ARTIGO
A primeira alagação a gente nunca esquece e a lembrança nos faz solidários
Eu deveria ter quatro ou cinco anos de idade quando nossa casa foi tomada pelas águas do rio Acre no Taquari. Fomos todos levados para um abrigo na Cidade Nova e quando retornamos não havia mais sequer um colchão para dormir e tivemos que nos resignar e aguardar pela ajuda do Estado. Em 1988, quando Rio Branco enfrentou uma alagação histórica, eu tinha 10 anos de idade e vivia nas ruas do entorno do Mercado Elias Mansour.
Participei, destemidamente e com orgulho, de centenas de travessias de canoa sem motor para socorro às famílias e seus animais expulsos de suas casas das duas margens, no Cadeia Velha e no Seis de Agosto. Minha família, na ocasião, já morava longe das margens do rio, no Conjunto Esperança, de modo que, não precisei me preocupar e pude me dedicar totalmente aos mutirões ao redor do Mercado.
Aquela inundação foi histórica não apenas pelo tamanho e pela dor das vítimas, mas também pelo escandaloso sumiço das doações que vieram de todo o mundo e nunca chegaram às vítimas. Jamais provei do sabor dos famosos biscoitos da Dinamarca que teriam sido enviados ao Acre como um presente diretamente do rei, segundo nossos ouvidos de criança acreditavam.
De acordo com rumores da época e que permanecem ecoando até os dias de hoje, os políticos guardaram colchões, roupas e alimentos para distribuir quando as eleições se aproximassem dali a seis meses, deixando milhares de famílias sem ter aonde dormir, o que comer e vestir.

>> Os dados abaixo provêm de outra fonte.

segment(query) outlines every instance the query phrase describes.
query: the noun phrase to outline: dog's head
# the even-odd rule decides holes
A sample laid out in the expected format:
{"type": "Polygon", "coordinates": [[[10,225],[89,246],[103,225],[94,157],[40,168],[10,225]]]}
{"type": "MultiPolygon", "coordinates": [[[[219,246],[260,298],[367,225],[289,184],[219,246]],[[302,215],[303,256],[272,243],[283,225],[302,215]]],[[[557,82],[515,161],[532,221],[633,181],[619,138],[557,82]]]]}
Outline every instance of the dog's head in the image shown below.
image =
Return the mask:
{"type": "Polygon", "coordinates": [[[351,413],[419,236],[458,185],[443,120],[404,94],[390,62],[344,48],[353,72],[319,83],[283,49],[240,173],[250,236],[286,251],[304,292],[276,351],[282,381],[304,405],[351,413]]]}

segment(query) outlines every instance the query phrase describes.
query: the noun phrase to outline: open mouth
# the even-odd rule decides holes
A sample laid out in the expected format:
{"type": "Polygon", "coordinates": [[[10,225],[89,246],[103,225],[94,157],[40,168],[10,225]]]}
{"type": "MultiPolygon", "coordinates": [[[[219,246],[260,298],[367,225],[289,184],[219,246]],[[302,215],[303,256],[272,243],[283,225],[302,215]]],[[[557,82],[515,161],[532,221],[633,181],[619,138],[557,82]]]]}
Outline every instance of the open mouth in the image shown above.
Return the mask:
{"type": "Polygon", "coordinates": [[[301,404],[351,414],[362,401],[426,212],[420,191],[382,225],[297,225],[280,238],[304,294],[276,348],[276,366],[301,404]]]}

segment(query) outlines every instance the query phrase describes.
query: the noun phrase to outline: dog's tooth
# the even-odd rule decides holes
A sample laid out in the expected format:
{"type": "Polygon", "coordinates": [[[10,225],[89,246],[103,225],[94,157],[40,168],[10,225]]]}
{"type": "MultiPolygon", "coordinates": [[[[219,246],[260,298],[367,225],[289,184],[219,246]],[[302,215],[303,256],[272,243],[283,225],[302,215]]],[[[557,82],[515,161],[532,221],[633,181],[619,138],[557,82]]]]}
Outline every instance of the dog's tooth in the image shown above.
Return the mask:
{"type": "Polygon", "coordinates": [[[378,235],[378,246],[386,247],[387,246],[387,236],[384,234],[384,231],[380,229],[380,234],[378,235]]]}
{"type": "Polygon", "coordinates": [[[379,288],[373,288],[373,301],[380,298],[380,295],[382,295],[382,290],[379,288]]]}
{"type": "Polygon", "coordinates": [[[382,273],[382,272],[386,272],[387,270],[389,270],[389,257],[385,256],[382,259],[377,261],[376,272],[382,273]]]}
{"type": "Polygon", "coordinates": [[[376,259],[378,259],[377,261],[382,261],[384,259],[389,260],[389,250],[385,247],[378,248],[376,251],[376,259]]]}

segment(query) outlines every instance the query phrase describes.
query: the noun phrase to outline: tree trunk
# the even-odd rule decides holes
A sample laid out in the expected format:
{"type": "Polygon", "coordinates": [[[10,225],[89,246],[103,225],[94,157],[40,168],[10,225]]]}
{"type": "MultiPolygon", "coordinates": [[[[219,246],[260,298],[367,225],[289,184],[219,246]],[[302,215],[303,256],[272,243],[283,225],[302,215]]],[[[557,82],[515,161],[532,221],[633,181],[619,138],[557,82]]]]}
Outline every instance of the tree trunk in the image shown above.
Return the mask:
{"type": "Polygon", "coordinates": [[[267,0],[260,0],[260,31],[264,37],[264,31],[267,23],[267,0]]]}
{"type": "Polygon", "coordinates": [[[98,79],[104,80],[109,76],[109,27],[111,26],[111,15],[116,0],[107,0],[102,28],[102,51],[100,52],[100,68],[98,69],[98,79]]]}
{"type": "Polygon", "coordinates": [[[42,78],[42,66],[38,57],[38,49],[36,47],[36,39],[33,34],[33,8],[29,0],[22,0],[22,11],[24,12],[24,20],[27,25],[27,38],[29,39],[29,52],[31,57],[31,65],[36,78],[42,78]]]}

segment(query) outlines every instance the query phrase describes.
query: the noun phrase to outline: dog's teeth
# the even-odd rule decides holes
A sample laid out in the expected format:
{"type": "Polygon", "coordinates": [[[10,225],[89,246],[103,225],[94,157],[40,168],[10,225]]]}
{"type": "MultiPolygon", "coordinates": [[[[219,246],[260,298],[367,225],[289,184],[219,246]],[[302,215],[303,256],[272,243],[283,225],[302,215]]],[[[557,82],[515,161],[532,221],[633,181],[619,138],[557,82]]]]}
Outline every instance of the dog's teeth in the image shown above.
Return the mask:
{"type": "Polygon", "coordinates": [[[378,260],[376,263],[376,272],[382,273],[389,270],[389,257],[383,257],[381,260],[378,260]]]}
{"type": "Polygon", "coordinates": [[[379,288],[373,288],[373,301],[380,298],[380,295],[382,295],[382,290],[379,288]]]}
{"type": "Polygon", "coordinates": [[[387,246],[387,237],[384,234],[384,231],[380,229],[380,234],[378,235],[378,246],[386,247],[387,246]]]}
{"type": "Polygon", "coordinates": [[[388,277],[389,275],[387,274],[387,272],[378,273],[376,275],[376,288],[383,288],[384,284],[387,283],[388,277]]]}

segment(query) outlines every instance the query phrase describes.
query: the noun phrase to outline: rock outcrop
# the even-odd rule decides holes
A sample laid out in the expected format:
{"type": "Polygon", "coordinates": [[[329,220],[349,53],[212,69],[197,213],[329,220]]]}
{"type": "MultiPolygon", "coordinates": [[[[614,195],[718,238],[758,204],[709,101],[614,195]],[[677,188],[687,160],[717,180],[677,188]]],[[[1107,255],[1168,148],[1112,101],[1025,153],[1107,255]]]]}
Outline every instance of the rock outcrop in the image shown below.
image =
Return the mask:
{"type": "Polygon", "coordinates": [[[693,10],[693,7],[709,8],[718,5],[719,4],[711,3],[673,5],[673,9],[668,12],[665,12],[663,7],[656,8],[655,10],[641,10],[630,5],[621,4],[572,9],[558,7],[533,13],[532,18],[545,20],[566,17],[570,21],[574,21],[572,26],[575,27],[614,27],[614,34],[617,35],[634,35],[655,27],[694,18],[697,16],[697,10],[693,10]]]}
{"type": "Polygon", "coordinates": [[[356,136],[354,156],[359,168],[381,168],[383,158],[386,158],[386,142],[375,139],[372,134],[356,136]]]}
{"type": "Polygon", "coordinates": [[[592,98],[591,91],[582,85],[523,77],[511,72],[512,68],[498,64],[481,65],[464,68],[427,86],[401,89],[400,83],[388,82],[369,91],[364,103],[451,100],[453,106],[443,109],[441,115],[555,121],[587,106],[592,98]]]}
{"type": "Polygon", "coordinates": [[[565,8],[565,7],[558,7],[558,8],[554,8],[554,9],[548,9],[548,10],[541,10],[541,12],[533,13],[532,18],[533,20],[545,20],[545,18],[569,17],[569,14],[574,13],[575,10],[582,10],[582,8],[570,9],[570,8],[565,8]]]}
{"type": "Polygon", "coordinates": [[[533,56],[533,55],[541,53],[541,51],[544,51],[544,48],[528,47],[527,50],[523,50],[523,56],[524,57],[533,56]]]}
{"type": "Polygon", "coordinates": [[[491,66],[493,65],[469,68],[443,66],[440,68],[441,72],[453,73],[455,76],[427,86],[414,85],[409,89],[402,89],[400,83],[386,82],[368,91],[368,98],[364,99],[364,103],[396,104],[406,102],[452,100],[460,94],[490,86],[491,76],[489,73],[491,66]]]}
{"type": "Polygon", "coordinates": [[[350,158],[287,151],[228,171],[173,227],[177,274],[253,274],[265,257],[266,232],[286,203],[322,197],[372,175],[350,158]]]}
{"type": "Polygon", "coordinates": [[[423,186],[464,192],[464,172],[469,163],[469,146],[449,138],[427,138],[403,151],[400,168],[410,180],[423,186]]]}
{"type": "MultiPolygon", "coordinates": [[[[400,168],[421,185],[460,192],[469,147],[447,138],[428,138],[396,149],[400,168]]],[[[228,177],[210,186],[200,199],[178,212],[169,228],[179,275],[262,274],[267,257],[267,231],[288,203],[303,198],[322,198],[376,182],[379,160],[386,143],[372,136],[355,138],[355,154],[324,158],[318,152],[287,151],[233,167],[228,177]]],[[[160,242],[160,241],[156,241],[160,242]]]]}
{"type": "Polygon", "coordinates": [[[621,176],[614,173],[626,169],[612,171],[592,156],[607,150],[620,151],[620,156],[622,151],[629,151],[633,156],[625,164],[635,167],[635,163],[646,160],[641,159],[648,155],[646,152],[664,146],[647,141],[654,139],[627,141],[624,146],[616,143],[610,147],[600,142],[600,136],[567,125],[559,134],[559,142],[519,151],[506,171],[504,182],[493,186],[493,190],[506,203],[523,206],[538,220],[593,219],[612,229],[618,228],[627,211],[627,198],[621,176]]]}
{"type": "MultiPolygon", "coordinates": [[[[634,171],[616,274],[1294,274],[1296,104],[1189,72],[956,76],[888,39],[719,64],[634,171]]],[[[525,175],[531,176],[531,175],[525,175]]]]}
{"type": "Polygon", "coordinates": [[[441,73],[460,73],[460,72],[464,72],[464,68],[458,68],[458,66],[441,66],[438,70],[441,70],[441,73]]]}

Graças a Deus e ao bom senso isso não acontece nos dias atuais, mas alguns políticos ainda tiram proveito deste infortúnio, distribuem doações e postam as imagens nas redes sociais. Leio diversos posts acusando ou insinuando este oportunismo. Concordo com eles, mas não podemos generalizar.
Eu me tornei um político, tive algumas centenas de votos, nunca fui eleito, mas não me incluo entre os oportunistas e nem acuso terceiros que, como eu, viveram ou ainda vivem a vida nas margens dos rios e igarapés. Quem já foi expulso da cama pelas águas nunca esquece e jamais abandona os semelhantes.